Judy Spooner: Making new friends in the 'body wrap' class
I attended a Community Education class last month about body wraps, hoping it would lead to a feature story with some interesting photographs. It was neither, but it's a topic worth discussing.
The term "body wrap" covers a lot of territory. It can range from a treatment at a high-priced spa that involves being wrapped in various substances to putting a piece of plastic around one's midsection for 45 minutes.
Some of the proponents, usually people making money from the various treatments, say it's good for battling cellulite and promise that you will lose inches. They also say that you can exfoliate dead skin from your body.
Exfoliate is something trees do in the fall when they lose their leaves. If I declared war on dead skin, I wouldn't have anything left to hold my blood in.
Those who sell body wraps can't claim weight loss because they would be in big-time trouble with the Food and Drug Administration.
Wrap detractors, mostly fitness instructors who also have a stake in getting your business, say that whether it's rubber waistbands, herbs, minerals, plastic, foil, seaweed, clay or mud, none of them work.

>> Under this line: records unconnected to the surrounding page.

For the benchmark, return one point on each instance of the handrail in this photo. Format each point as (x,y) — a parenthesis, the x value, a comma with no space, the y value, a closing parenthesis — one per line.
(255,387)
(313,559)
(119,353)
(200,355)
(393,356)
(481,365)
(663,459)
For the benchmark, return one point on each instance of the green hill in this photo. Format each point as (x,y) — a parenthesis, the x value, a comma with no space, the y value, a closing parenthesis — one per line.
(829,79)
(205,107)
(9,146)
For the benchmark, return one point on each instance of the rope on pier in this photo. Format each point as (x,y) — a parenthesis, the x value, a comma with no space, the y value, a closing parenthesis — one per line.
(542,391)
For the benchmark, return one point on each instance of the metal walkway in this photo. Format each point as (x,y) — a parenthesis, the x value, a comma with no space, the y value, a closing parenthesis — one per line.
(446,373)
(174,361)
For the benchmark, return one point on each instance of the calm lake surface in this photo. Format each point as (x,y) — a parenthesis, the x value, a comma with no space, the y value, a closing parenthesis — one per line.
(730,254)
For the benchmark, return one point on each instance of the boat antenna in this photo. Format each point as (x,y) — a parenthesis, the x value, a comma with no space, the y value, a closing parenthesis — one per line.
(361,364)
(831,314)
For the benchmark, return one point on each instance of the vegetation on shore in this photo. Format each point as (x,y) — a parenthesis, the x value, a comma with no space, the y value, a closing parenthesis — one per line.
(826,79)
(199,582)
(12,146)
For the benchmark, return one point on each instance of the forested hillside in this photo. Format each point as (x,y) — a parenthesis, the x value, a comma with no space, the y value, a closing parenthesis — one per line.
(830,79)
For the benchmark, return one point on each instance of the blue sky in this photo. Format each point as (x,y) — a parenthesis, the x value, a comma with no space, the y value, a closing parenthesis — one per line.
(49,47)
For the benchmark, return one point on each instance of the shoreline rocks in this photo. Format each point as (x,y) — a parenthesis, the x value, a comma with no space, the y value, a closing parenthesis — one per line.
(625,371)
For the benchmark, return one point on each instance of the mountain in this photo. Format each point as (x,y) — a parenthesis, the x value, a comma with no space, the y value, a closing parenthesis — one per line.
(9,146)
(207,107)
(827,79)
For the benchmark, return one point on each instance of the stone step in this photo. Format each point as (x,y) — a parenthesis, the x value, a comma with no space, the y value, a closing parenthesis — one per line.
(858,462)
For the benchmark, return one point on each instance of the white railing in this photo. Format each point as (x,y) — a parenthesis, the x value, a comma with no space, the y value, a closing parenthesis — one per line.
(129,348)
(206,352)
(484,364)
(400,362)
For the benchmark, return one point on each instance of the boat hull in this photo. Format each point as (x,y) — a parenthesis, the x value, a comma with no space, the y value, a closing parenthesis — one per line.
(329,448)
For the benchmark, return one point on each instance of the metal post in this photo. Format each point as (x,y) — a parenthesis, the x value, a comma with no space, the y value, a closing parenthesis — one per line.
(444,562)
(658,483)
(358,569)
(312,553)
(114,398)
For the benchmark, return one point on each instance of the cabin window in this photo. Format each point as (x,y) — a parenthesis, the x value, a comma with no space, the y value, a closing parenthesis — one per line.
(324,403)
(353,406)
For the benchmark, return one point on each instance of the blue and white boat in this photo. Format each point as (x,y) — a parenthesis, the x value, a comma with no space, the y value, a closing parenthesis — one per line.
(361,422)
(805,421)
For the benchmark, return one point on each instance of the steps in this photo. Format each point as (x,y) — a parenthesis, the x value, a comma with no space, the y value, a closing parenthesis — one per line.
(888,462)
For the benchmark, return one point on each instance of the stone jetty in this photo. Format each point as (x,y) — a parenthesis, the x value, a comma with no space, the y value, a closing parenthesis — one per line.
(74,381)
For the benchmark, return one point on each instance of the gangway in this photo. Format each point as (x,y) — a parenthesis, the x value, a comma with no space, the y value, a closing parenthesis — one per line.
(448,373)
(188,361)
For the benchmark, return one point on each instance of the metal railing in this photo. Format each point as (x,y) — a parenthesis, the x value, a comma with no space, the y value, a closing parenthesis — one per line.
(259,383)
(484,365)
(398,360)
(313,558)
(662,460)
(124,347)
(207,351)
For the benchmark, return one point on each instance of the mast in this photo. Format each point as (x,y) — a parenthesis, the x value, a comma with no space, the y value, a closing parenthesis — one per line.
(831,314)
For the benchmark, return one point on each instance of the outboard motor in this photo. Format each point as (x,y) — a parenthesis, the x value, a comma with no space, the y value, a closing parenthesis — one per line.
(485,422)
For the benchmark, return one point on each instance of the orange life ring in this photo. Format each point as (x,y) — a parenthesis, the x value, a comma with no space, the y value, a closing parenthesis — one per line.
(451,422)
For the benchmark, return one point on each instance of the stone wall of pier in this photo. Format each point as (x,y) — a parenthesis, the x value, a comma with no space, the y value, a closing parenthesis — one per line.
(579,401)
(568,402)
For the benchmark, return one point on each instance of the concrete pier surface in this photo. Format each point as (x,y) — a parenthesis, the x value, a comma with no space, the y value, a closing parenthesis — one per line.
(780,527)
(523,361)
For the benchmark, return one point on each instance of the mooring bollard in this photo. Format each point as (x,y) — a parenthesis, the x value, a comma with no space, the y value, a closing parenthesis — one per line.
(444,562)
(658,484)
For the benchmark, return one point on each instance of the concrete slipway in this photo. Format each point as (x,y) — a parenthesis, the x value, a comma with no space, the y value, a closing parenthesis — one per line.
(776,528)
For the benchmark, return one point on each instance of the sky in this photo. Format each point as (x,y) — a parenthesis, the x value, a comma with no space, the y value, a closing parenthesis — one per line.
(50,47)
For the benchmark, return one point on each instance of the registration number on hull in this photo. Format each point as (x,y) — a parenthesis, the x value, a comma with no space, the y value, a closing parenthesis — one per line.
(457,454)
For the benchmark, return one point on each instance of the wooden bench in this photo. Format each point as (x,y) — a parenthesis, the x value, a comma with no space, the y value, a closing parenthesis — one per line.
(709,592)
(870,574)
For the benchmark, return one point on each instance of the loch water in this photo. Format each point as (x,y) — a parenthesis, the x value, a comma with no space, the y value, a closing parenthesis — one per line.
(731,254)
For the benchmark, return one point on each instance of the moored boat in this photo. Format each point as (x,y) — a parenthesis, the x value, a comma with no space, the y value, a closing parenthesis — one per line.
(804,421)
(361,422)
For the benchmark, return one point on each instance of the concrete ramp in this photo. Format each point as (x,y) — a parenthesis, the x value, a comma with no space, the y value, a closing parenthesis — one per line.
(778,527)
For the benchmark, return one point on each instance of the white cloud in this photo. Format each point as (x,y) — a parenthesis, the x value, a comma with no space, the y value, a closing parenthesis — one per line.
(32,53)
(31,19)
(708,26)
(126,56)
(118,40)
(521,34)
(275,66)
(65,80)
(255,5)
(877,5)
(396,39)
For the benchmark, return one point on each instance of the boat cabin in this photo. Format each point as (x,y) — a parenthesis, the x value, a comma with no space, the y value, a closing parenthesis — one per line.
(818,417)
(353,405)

Looking at the body wrap ingredients from knowledge I gained from my days as a nurse, it's mostly astringents that shrink soft tissue, but not for long.
The best part of the class was talking to some of the participants.
Laurie Johnson was diagnosed with high blood pressure two years ago. She had been exercising on a regular basis but it took time, and several medications, to stabilize her. "I feel a lot better this year," she said.
Like the other women, Johnson took the class because of her concern about how chemicals in the environment might be affecting her.
Proponents of body wraps say they "detoxify" your body of chemicals. I think that's what having a liver is for, but I'm not an expert.
"I wanted to find out about detoxifying," said Catherine Lee. "What is it really pulling out of you? I want to learn about being healthier."
"It feels like Bengay," said Tammy Eichman, after getting her wrap applied. "It can't hurt you."
"I wonder if it's a gimmick," said Donna Schnegelberger, who wants to lose weight and is approaching her task with a sense of humor. "I'm looking for non-painful methods," she said.
We talked about the pads people put on their feet that claim to remove "toxins."
While the women are curious about toxins, they don't buy the pad claims.
According to WikiAnswers on the Internet: "It's false. The surface of the pad picks up dead skin and dirt. A chemical on the pad ensures the color."
Generally, I don't think wraps live up to the claims. But there are women who believe they are healthier after using them. Confidence is important.
I don't dismiss the concerns about the effect of chemicals in our environment. Laurie wonders if they could affect menopause symptoms. There's not a lot of credible information out there about that.
I enjoyed meeting the women I talked to, but I won't be getting any wraps or pads for my feet.